First Derivative Test

The First Derivative Test is a method used to determine where a function is increasing or decreasing. By evaluating the first derivative of a function, denoted as \( f'(x) \), we can gather important information about its behavior. If \( f'(x) > 0 \) across an interval, the function is increasing on that interval. Conversely, if \( f'(x) < 0 \), the function is decreasing. These insights are crucial when sketching the graph of a function.

In the original exercise, we analyze \( f'(x) \) to find intervals of increase and decrease:

• On \((0,2)\), \( f'(x) > 0 \), indicating that the graph of the function rises.
• On \((2,4)\) and \((4,6)\), \( f'(x) < 0 \), so the function is decreasing in these intervals.

Understanding the behavior of the function through its derivative helps us to sketch more accurate graphs and visualize how the function behaves in different intervals.

Second Derivative Test

The Second Derivative Test provides insights into the concavity of a function and helps identify points of inflection, where the concavity changes. The second derivative, \( f''(x) \), tells us whether a function is curving upwards or downwards:

• If \( f''(x) > 0 \), the graph is concave up, creating a U-shape.
• If \( f''(x) < 0 \), the graph is concave down, resembling an upside-down U.

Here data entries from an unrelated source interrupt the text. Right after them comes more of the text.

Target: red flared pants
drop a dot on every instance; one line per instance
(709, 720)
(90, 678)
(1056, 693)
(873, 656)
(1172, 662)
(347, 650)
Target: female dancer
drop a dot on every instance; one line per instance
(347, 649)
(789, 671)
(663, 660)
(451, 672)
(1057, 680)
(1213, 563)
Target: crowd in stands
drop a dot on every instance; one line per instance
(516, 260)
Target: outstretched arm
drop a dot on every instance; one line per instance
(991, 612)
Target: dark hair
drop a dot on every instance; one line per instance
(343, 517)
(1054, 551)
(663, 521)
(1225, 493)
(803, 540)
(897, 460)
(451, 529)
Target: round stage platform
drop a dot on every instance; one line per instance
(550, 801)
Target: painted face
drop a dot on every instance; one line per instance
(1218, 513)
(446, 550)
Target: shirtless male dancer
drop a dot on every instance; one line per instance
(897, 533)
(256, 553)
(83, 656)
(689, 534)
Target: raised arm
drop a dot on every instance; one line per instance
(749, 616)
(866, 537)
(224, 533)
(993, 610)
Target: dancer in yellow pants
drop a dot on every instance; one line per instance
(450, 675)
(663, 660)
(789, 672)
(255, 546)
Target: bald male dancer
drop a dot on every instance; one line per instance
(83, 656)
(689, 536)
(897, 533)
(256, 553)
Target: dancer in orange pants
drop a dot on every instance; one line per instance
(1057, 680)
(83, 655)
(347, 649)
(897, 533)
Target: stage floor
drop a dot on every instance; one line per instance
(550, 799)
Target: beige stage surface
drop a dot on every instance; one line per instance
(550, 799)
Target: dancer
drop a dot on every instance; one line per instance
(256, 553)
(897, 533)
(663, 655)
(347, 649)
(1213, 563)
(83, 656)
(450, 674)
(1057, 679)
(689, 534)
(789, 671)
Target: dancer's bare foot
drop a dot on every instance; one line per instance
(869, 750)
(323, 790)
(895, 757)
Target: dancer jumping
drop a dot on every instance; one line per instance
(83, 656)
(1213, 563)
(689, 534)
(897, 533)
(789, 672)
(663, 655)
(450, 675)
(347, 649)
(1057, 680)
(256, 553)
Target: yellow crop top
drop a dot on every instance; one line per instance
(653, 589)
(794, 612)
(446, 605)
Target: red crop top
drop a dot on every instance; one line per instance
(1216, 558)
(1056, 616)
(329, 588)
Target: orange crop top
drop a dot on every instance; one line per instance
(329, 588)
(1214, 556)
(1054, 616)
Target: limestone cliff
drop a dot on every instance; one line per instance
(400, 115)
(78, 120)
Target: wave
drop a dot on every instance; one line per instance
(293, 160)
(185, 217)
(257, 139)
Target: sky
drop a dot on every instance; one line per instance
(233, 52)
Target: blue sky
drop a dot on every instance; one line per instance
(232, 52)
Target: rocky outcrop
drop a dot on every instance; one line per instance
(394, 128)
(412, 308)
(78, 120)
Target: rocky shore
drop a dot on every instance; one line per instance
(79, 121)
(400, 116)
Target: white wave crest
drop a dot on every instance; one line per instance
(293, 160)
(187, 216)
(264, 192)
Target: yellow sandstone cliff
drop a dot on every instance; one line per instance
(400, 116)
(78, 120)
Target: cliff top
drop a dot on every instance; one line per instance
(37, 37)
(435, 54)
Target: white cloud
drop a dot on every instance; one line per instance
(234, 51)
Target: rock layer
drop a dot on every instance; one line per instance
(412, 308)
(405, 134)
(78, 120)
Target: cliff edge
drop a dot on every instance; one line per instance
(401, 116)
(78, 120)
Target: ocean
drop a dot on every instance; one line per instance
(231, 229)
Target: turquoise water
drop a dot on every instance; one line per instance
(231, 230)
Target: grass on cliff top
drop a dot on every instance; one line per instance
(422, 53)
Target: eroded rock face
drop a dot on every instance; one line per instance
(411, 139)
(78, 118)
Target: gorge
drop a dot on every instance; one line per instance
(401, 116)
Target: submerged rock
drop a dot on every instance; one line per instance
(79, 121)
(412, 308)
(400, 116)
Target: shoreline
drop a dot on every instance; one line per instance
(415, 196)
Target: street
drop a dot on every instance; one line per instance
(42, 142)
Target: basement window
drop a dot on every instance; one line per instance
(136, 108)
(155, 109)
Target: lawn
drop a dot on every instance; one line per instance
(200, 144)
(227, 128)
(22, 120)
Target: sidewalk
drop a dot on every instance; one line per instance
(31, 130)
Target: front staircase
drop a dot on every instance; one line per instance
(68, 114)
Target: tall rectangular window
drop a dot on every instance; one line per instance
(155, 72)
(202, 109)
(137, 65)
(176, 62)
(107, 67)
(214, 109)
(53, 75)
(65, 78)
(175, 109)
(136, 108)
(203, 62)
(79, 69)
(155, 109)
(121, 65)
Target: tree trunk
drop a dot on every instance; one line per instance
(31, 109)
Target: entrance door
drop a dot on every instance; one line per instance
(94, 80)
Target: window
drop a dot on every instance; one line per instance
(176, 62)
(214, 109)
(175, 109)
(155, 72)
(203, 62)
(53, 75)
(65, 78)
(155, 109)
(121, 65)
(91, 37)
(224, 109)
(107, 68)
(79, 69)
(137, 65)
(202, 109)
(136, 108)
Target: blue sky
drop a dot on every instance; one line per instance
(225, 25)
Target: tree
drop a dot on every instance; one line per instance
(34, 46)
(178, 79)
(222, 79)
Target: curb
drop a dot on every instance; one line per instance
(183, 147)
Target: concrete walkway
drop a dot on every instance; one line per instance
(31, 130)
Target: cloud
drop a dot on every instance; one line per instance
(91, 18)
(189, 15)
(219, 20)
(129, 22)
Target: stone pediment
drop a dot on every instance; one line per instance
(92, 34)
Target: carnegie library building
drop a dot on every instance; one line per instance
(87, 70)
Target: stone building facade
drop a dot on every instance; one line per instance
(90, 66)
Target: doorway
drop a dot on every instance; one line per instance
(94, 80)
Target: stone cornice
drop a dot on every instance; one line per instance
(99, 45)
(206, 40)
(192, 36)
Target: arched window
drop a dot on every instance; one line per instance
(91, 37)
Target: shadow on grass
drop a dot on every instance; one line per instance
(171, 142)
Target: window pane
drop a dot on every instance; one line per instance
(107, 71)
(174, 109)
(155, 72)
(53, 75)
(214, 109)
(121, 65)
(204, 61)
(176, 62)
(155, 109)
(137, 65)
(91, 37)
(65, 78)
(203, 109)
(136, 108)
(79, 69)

In the exercise, concavity is analyzed as follows:

• \( f''(x) > 0 \) on \((0,1)\) and \((3,4)\), meaning the graph is concave up in these intervals.
• \( f''(x) < 0 \) on \((1,3)\) and \((4,6)\), indicating the graph is concave down.

Recognizing the concavity allows us to predict how the graph bends and helps us capture the right curvature when sketching lines on a plot.

Critical Points

Critical points are points on the graph where the derivative of the function is zero or undefined. These points are significant because they can often indicate local maxima, minima, or saddle points of the function.

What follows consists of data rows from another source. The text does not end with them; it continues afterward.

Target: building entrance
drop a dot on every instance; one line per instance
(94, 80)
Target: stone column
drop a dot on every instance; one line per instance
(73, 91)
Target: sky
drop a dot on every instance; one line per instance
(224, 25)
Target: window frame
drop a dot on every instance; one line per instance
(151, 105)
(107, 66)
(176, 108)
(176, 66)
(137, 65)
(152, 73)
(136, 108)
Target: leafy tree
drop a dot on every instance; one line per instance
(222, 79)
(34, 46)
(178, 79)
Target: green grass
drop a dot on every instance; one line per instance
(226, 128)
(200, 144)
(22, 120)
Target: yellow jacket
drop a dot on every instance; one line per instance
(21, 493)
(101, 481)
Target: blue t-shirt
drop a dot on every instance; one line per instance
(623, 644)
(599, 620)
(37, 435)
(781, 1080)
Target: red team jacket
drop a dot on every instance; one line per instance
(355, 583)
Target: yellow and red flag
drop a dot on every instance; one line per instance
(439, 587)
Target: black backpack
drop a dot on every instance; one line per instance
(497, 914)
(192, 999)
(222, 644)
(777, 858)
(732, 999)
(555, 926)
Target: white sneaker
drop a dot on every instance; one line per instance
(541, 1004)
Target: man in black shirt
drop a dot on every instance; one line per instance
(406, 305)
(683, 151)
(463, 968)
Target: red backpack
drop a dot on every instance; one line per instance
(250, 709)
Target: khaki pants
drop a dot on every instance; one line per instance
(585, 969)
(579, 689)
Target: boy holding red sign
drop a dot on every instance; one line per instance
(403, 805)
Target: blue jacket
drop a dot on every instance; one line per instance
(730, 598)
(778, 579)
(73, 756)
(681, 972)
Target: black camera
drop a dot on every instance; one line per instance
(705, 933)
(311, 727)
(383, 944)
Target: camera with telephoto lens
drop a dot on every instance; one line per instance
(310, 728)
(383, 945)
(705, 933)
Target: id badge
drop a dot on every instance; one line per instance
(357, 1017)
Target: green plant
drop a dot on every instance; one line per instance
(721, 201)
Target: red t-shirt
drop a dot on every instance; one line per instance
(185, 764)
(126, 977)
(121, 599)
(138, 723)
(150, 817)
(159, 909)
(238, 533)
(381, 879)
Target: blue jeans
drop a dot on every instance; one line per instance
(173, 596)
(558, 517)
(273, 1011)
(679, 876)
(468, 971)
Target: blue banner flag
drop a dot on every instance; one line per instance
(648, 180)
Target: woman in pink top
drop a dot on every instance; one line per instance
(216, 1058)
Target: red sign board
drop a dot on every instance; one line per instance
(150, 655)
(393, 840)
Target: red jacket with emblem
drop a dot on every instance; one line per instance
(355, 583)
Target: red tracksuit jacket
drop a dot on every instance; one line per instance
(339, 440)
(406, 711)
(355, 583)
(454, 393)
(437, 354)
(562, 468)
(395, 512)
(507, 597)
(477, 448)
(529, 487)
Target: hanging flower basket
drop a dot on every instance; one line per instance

In the problem given, we find the critical points where \( f'(x) = 0 \), specifically at \( x = 2 \) and \( x = 4 \). These critical points represent potential turning points where the function's slope reverses, changing from increasing to decreasing, or vice versa. In our specific exercise:

• At \( x = 2 \), the function has a horizontal tangent, suggesting a local maximum since it transitions from increasing to decreasing.
• At \( x = 4 \), another horizontal tangent occurs, marking a point where the function stops decreasing before continuing to decrease, typically highlighting an inflection or steady point.

Recognizing and analyzing critical points are vital steps in accurately sketching the function's overall shape.

Concavity and Inflections

Concavity refers to the direction in which a graph curves, while points of inflection are where the concavity changes. Understanding these characteristics is essential as they affect how we interpret the graph's shape.

In the exercise, the intervals of concavity are identified using the second derivative:

• Concave up on \((0,1)\) and \((3,4)\): This means the graph forms a U-shape, curving upwards.
• Concave down on \((1,3)\) and \((4,6)\): Here, the graph curves downwards, taking on an inverted U-shape.

Points of inflection occur where the graph transitions from one type of concavity to another. These transitions are critical for properly sketching and understanding the dynamics of the graph.
By applying this knowledge, one can predict how the graph will look, allowing for a more accurate and intuitive sketch of the function within the given domain [0,6].